Matching two patterns

In [22]:
doc = nlp("Good morning, I want to reserve a ticket. I will then say good evening!") 
# Initialize the Matcher
matcher = Matcher(nlp.vocab)

# Define the patterns
pattern1 = [{"LOWER": "good"}, {"LOWER": "morning"}, {"IS_PUNCT": True}]
pattern2 = [{"LOWER": "good"}, {"LOWER": "evening"}, {"IS_PUNCT": True}]  

# name and add the patterns
matcher.add("morningGreeting", [pattern1]) 
matcher.add("eveningGreeting", [pattern2]) 

# get the matches
matches = matcher(doc) 

for match_id, start, end in matches: 
    pattern_name = nlp.vocab.strings[match_id]
    m_span = doc[start:end]   
    print(start, end, m_span.text) 

0 3 Good morning,
14 17 good evening!


While matching pattern ORTH and TEXT are similar to LOWER: they mean an exact match of the token text, including the case.

In [23]:
doc = nlp("I bought a pineapple.")

matcher = Matcher(nlp.vocab)

pattern = [{"LENGTH": 1}]

matcher.add("onlyShort",  [pattern])

matches = matcher(doc)

print("no.of matches:", len(matches))

for mid, start, end in matches:
     print(start, end, doc[start:end])

no.of matches: 3
0 1 I
2 3 a
4 5 .


The next block of token attributes is IS_ALPHA, IS_ASCII, and IS_DIGIT. These features are handy for finding number tokens and ordinary words (which do not include any interesting characters).

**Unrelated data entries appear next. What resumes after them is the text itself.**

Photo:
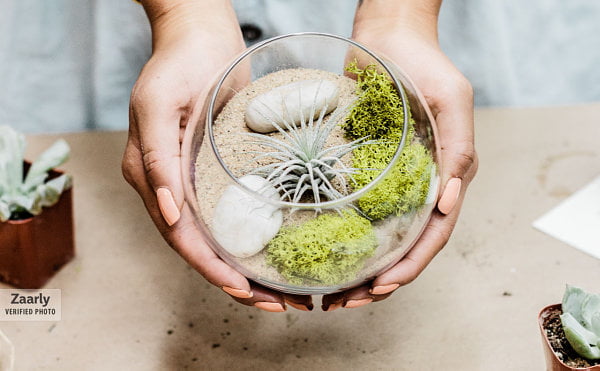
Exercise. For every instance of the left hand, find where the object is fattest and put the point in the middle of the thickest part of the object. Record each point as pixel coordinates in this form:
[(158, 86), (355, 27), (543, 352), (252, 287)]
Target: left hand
[(415, 49)]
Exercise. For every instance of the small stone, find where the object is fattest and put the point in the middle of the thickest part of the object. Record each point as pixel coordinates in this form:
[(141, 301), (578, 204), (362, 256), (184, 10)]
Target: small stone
[(291, 103), (243, 224)]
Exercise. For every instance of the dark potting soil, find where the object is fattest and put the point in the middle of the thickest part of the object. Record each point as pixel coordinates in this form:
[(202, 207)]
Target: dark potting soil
[(560, 344), (20, 215)]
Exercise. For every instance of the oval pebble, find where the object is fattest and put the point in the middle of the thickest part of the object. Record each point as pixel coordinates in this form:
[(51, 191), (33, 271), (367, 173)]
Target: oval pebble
[(242, 224), (292, 102)]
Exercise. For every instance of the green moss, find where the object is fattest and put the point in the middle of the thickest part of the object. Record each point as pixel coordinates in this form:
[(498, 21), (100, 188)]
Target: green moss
[(379, 115), (403, 189), (378, 110), (327, 250)]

The following pattern matches a sequence of two tokens, a number followed by an ordinary word:

In [24]:
doc1 = nlp("I met him at 2 o'clock.")

matcher = Matcher(nlp.vocab)

pattern = [{"IS_DIGIT": True},{"IS_ALPHA": True}]

matcher.add("numberAndPlainWord",  [pattern])

matches = matcher(doc1)

print(len(matches))

for mid, start, end in matches:
     print(start, end, doc1[start:end])

0


In [25]:
doc2 = nlp("He brought me 2 apples.")

matcher = Matcher(nlp.vocab)

pattern = [{"IS_DIGIT": True},{"IS_ALPHA": True}]

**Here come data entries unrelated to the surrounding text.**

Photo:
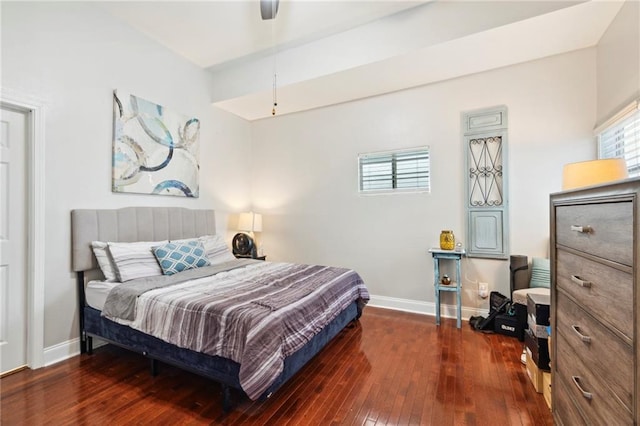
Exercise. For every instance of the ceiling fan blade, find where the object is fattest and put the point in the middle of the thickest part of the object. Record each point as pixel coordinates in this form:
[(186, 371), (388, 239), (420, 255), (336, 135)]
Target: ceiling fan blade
[(269, 9)]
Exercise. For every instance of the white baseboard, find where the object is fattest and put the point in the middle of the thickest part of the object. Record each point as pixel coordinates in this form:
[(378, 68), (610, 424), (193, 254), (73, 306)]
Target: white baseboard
[(425, 308), (71, 348)]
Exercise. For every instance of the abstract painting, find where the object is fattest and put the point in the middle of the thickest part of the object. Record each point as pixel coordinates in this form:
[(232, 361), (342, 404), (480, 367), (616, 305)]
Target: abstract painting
[(155, 150)]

matcher.add("numberAndPlainWord",  [pattern])

matches = matcher(doc2)

print(len(matches))

for mid, start, end in matches:
     print(start, end, doc2[start:end])

1
3 5 2 apples


In the preceding code segment, 2 o'clock didn't match the pattern because o'clock contains an apostrophe, which is not an alphabetic character (alphabetic characters are digits, letters, and the underscore character). 2 apples matched because the token apples consists of letters.

In [26]:
doc = nlp("Take me out of your SPAM list. We never asked you to contact me. If you write again we'll SUE!!!!")

matcher = Matcher(nlp.vocab)

pattern = [{"IS_UPPER": True}]

matcher.add("capitals",  [pattern])

matches = matcher(doc)

for mid, start, end in matches:
     print(start, end, doc[start:end])

5 6 SPAM
22 23 SUE


In [27]:
doc1 = nlp("Can you swim?")

matcher = Matcher(nlp.vocab)

# In here we put two attributes in one  brace
pattern = [{"IS_SENT_START": True, "LOWER": "can"}, {"IS_TITLE": True}]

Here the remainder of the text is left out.